DESCRIPTION OF PREFERRED EMBODIMENTS

[0028] Radar sensing within a complex environment like the interior of a car cabin is very challenging and the algorithm differs much from those for exterior radar sensing.

[0029] The advantage of radar systems is that in contrast to passive camera systems the radar system operates also in the night as it illuminates actively the scene. Active camera systems need an illumination in the light spectrum which can be visible for the human eye (compare to the glooming of infrared cameras). Radar systems work in the microwave range which is completely invisible for the human eye. In addition it penetrates into materials and can transmit through. So the integration behind plastic covers and textiles as well is possible while camera based systems need an opening to look through.

[0030] In one embodiment, the radar detection system has nearly fixed and constant antenna lobes over the whole frequency range from 24.00 GHz up to 24.25 GHz; however, the invention is not restricted to this frequency range. The frequency can be lower, higher or overlapping. Furthermore the invention applies to both conventional Doppler radars (CW-radars) and or FMCW radars.

[0031] The radar sensor system for sensing occupancy status within an automotive vehicle shown in Fig. comprises an antenna system (Tx) for illuminating at least one occupiable position within the vehicle with an outgoing radar signal. At least one sensor (Radar Sensor) is receiving (via RX) at least one sensor signal reflected as a result of the outgoing radar signal. A processing circuitry (Interior Radar Algorithm) is coupled to the radar sensor.
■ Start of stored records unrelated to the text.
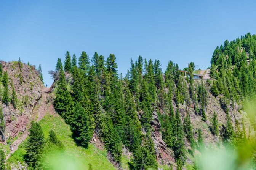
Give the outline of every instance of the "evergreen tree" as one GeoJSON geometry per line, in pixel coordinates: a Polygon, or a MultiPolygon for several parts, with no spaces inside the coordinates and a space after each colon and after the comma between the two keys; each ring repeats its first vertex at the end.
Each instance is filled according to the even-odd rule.
{"type": "Polygon", "coordinates": [[[3,150],[0,148],[0,170],[5,170],[5,155],[3,150]]]}
{"type": "Polygon", "coordinates": [[[41,67],[41,64],[39,64],[39,66],[38,67],[38,72],[39,74],[39,78],[41,80],[43,81],[43,74],[42,73],[42,68],[41,67]]]}
{"type": "Polygon", "coordinates": [[[58,148],[59,150],[63,150],[65,148],[63,144],[58,139],[56,134],[52,130],[51,130],[49,132],[49,136],[47,139],[47,142],[50,143],[51,144],[56,145],[58,148]]]}
{"type": "Polygon", "coordinates": [[[70,71],[71,69],[71,57],[70,56],[69,52],[67,51],[67,53],[65,56],[64,70],[65,72],[70,71]]]}
{"type": "Polygon", "coordinates": [[[8,73],[7,71],[5,71],[3,76],[3,79],[2,79],[2,83],[4,87],[8,86],[9,84],[9,80],[8,79],[8,73]]]}
{"type": "Polygon", "coordinates": [[[151,102],[154,103],[155,101],[156,94],[156,87],[155,85],[154,75],[154,66],[152,60],[150,59],[149,61],[147,69],[147,74],[145,76],[147,82],[148,90],[151,102]]]}
{"type": "Polygon", "coordinates": [[[42,128],[38,123],[31,122],[30,134],[26,145],[26,162],[33,167],[40,166],[39,160],[43,152],[44,136],[42,128]]]}
{"type": "Polygon", "coordinates": [[[117,74],[117,64],[116,62],[115,56],[114,54],[111,54],[109,55],[107,58],[106,65],[107,69],[109,72],[110,73],[111,77],[117,78],[118,74],[117,74]]]}
{"type": "Polygon", "coordinates": [[[5,131],[5,123],[3,120],[3,113],[2,106],[0,106],[0,133],[2,136],[2,139],[4,139],[4,134],[5,131]]]}
{"type": "Polygon", "coordinates": [[[3,101],[3,103],[5,104],[6,105],[8,105],[10,101],[10,98],[9,90],[8,89],[9,80],[7,71],[5,71],[3,74],[2,82],[4,87],[4,91],[3,93],[2,101],[3,101]]]}
{"type": "Polygon", "coordinates": [[[213,96],[217,97],[219,95],[219,90],[217,87],[216,81],[213,81],[213,85],[211,87],[211,92],[213,96]]]}
{"type": "Polygon", "coordinates": [[[62,63],[61,63],[61,60],[60,58],[58,58],[58,60],[57,61],[57,64],[56,65],[56,68],[55,68],[56,71],[59,71],[61,69],[63,70],[63,66],[62,63]]]}
{"type": "Polygon", "coordinates": [[[72,57],[72,61],[71,62],[71,67],[74,67],[77,66],[77,57],[75,54],[73,54],[72,57]]]}
{"type": "Polygon", "coordinates": [[[94,120],[87,109],[76,103],[72,123],[75,139],[81,145],[87,148],[93,137],[95,127],[94,120]]]}
{"type": "Polygon", "coordinates": [[[234,139],[234,129],[231,122],[231,118],[229,113],[227,114],[226,126],[224,132],[224,140],[225,142],[231,143],[234,139]]]}
{"type": "Polygon", "coordinates": [[[192,148],[194,147],[195,140],[194,140],[194,133],[193,132],[193,126],[191,124],[191,121],[190,120],[190,116],[189,113],[187,113],[187,115],[184,119],[184,131],[187,134],[187,138],[190,143],[191,148],[192,148]]]}
{"type": "Polygon", "coordinates": [[[203,147],[203,139],[202,136],[202,130],[199,129],[197,131],[197,146],[198,149],[201,150],[203,147]]]}
{"type": "Polygon", "coordinates": [[[215,136],[218,136],[219,135],[219,125],[218,123],[218,119],[217,118],[217,114],[216,112],[213,112],[213,117],[212,121],[212,130],[213,134],[215,136]]]}
{"type": "Polygon", "coordinates": [[[83,51],[80,55],[78,65],[80,69],[83,70],[85,73],[89,72],[89,68],[90,66],[90,61],[89,56],[85,52],[83,51]]]}
{"type": "Polygon", "coordinates": [[[96,72],[99,72],[99,55],[97,52],[95,52],[94,53],[93,58],[91,59],[91,61],[93,65],[94,66],[94,67],[96,69],[96,72]]]}
{"type": "Polygon", "coordinates": [[[0,63],[0,82],[2,81],[2,77],[3,77],[3,71],[2,63],[0,63]]]}
{"type": "Polygon", "coordinates": [[[17,104],[18,102],[18,98],[17,97],[17,95],[16,94],[16,91],[15,89],[14,88],[14,86],[13,86],[13,83],[11,81],[11,104],[13,104],[13,107],[14,109],[16,109],[17,108],[17,104]]]}
{"type": "Polygon", "coordinates": [[[106,123],[106,129],[104,134],[105,146],[110,152],[114,159],[117,162],[120,162],[122,153],[121,139],[110,118],[107,118],[106,123]]]}
{"type": "Polygon", "coordinates": [[[80,70],[76,66],[73,68],[71,90],[73,100],[82,102],[85,100],[85,91],[83,77],[80,70]]]}
{"type": "Polygon", "coordinates": [[[61,65],[59,70],[59,77],[57,82],[58,87],[54,105],[56,111],[68,123],[72,121],[71,113],[74,103],[71,96],[67,90],[67,82],[61,65]]]}
{"type": "Polygon", "coordinates": [[[184,163],[186,161],[185,151],[184,148],[184,132],[178,109],[176,110],[174,134],[176,138],[173,146],[175,157],[180,159],[184,163]]]}
{"type": "Polygon", "coordinates": [[[150,136],[149,132],[146,134],[143,145],[134,153],[133,164],[134,170],[158,169],[154,145],[150,136]]]}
[0032] At least one accelerometer is operatively coupled to the processing circuitry. The accelerometer may be an existing accelerometer in the car, such as an accelerometer of the airbag control unit, or a dedicated accelerometer embedded into the radar sensor. It will be noted that several (different) accelerometers may be read out by the processing circuitry.

[0033] The processing circuitry is configured and operable for obtaining accelerometer data containing information regarding vibration or motion of said automotive vehicle from the accelerometer and for generating, based on the at least one sensor signal and on the accelerometer data, one or more occupancy status signals (CPS), the occupancy status signal indicating a property related to said at least one occupiable position.

[0034] Due to the use of the accelerometer data, external influences, vibrations and vehicle motion may be filtered out and the classification of the occupancy status is improved.